I hear a wheezing noise, and it takes a minute to realize it’s coming from me. I can’t breathe. My chest feels thick, closing in more by the second, and I’m sick to my stomach. I try to breathe but I’ve waited too late and I’m panicking.
Paul mutters a curse and sits on the edge of the bed, but he doesn’t know what to do.
“I can’t,” I gasp out, desperation clawing at my insides and seeping out of my goddamn eyeballs. Years of concealing my fear and
this, this is the moment I lose control. When the motherfucker kicks me out.

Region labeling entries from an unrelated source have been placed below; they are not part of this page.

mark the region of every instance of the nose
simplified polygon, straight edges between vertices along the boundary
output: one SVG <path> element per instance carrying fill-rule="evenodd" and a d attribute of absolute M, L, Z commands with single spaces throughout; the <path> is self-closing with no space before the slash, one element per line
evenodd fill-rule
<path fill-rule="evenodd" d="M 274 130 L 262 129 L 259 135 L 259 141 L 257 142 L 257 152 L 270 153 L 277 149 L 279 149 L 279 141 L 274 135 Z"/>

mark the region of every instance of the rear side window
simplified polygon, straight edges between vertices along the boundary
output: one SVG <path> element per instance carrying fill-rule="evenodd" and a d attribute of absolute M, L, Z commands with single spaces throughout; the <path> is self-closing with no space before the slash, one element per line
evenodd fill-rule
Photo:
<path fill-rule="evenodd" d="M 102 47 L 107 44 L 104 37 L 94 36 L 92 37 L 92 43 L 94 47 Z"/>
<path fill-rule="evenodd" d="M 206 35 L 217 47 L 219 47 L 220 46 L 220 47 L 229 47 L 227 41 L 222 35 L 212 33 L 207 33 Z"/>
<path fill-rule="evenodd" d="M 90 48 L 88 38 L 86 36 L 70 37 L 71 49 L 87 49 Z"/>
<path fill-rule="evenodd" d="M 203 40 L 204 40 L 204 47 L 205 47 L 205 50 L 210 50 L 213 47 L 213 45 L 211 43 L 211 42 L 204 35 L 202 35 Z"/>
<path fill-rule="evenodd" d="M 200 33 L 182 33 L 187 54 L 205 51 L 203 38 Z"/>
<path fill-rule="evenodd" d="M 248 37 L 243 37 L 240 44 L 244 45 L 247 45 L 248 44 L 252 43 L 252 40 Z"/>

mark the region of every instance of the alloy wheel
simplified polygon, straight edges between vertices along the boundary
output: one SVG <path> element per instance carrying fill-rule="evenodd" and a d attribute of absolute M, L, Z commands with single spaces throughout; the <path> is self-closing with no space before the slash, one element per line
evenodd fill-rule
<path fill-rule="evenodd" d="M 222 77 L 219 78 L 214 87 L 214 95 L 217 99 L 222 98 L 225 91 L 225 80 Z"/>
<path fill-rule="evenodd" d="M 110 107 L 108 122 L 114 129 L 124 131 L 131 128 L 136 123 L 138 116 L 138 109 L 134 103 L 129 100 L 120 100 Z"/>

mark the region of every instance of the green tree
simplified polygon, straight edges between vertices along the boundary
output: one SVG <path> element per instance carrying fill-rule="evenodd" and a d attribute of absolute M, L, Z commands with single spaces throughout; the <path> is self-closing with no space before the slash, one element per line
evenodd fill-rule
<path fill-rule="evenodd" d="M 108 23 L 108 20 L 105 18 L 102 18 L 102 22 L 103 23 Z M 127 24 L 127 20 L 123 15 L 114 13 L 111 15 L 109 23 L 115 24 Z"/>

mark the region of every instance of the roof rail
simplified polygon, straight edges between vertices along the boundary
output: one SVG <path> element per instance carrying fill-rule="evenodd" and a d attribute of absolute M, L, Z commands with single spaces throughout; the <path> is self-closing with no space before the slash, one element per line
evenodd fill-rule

Unsure whether I’m saying I can’t, as in I can’t breathe, or objecting to moving back in with my awful mother and the suffocating feelings my childhood home stirs in me, Paul stands, paces, grabs his cell phone like he’s going to call someone, but then looks to me for direction.
Goddammit, he’s never been good in a crisis.
I claw at my chest, my fucking aching chest, and it hurts to be trapped inside my brain. I just want out.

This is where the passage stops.